Karliss' Sinclair-Like Vinyl-Cut Steam Deck Keyboard Serves As an Experiment in Flexi-PCB Prototypes

Possibly the least usable keyboard since the Sinclair ZX81, this project serves as a proof-of-concept for vinyl-cut prototype PCBs.

ghalfacree
over 2 years ago Gaming / HW101

Pseudonymous gamer and keyboard enthusiast "Karliss" has designed an unusual accessory for Valve's portable Steam Deck console: a "paper-thin" keyboard, designed to squeeze into the official case and powered by a Raspberry Pi Pico microcontroller.

"[It's a] paper-thin keyboard that fits in the original case for [the] Steam Deck," Karliss explains of the project. "When closed the part with microcontroller board should fold and fit into the recessed part of case without applying pressure to screen. [It's] not practical in any way, mostly an experiment for making flexible PCBs using [a] vinyl cutter."

It's not very comfortable to type on, but this vinyl-cut keyboard demonstrates a clever prototyping approach for flexible PCBs. (📷: Karliss)

Valve's Steam Deck launched in February last year, taking what the company had learned from its Steam Controller hardware and Linux-based Steam Machines PCs-cum-consoles and mashing them together to create a handheld machine which can play mainstream PC games from the company's Steam platform on-the-go. While it boasts clever touchpads, joysticks, and a touchscreen display, though, it lacks a keyboard for text entry — which is where Karliss' design comes in.

While functional, though, the keyboard really serves as a test bed platform for the rapid prototyping of flexible PCB designs using a vinyl cutter and low-cost materials: transparency film, designed for overhead projectors, and copper tape, arranged in a film-tape-film-tape-film sandwich finished with labels for each key.

"In theory the glue of copper tape was supposed to be somewhat conductive. With bigger overlapping patches it somewhat worked," Karliss writes, "but with thinner traces it was somewhat unreliable. [I] had to add small dots of soldering to connect the strips of copper tape together more reliably. Making PCBs using copper tape and vinyl cutter […] almost works but [is] not very practical. [The] final result was more robust than I expected ([but] still fragile)."

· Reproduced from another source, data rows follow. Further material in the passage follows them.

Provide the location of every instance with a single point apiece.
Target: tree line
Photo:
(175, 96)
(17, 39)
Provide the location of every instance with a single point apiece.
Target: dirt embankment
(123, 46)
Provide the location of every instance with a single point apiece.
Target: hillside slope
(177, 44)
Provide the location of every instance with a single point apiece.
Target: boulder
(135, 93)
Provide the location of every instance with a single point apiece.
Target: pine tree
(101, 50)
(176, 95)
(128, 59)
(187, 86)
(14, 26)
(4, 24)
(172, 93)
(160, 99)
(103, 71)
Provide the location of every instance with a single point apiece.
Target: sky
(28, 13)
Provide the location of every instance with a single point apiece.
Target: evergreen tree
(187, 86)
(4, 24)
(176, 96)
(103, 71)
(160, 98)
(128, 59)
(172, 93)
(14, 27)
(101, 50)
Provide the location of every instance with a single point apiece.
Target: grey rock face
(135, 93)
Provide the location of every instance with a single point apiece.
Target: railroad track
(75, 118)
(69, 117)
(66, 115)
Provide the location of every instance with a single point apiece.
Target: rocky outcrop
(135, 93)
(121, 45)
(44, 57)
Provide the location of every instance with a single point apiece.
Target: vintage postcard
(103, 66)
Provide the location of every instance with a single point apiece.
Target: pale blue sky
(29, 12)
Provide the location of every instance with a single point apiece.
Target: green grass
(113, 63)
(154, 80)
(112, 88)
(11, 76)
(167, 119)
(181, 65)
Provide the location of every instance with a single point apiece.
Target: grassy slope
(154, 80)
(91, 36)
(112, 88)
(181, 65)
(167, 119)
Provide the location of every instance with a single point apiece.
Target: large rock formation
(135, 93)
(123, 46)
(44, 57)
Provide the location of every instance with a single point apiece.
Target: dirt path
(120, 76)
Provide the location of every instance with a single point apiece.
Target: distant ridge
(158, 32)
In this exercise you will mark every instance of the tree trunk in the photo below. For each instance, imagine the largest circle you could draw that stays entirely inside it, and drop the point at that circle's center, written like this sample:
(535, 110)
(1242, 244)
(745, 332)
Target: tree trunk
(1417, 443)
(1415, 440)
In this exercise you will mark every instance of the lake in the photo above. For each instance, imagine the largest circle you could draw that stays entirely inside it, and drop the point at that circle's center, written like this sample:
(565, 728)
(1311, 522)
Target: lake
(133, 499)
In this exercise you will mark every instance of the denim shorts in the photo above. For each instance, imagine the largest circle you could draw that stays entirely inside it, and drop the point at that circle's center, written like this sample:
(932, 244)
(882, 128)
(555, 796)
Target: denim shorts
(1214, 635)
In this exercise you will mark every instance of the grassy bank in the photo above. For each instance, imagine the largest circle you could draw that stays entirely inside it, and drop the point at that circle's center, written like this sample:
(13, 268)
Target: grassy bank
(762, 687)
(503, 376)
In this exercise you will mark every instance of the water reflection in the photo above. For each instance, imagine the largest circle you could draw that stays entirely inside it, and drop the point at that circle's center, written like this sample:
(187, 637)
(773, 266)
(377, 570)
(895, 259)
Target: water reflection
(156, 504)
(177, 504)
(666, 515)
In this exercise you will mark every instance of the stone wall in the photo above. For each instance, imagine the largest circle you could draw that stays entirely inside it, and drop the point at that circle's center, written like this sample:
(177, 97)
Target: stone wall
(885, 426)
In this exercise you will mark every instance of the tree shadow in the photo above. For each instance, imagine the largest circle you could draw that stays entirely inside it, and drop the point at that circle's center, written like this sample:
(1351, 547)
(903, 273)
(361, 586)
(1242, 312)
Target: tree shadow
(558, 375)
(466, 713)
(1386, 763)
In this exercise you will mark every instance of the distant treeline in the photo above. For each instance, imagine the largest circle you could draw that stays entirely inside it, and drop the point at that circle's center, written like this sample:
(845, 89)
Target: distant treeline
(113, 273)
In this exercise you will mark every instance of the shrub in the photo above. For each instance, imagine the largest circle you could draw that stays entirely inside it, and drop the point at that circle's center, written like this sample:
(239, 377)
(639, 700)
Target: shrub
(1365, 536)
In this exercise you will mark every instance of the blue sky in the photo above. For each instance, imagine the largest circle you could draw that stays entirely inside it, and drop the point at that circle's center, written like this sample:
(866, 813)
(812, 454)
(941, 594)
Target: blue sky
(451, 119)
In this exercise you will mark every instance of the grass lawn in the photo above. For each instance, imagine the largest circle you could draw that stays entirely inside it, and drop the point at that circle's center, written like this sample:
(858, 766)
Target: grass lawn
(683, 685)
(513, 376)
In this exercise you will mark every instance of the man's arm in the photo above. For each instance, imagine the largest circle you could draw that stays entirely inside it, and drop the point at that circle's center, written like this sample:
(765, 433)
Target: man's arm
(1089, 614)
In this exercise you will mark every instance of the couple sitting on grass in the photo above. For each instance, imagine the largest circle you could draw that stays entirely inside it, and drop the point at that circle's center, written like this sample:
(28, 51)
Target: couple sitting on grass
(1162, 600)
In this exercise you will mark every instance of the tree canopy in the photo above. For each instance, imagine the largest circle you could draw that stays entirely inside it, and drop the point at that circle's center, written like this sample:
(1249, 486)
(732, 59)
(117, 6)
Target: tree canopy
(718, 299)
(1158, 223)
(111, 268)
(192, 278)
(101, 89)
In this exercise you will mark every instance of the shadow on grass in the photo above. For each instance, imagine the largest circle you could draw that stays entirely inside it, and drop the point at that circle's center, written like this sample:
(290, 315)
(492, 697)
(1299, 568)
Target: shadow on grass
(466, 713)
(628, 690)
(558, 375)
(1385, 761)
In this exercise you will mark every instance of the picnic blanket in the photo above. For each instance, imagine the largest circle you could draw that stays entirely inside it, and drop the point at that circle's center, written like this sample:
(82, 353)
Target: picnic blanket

The board is built from layers of overhead projector transparencies and copper tape. (📷: Karliss)

And the keyboard itself? "[The] typing experience was awful (which was somewhat expected from [a] flat sheet with no tactile feedback)," Karliss admits — a feeling which would be familiar to readers of a certain age who "enjoyed" the membrane keyboards fitted to the Sinclair ZX80 and ZX81 microcomputers in the 1980s. "[I] was able to get ~10 WPM [Words Per Minute] on [the] Monkeytype page."

The full project write-up, along with the design files and instructions for trying it yourself, is available on Karliss' Hackaday.io page.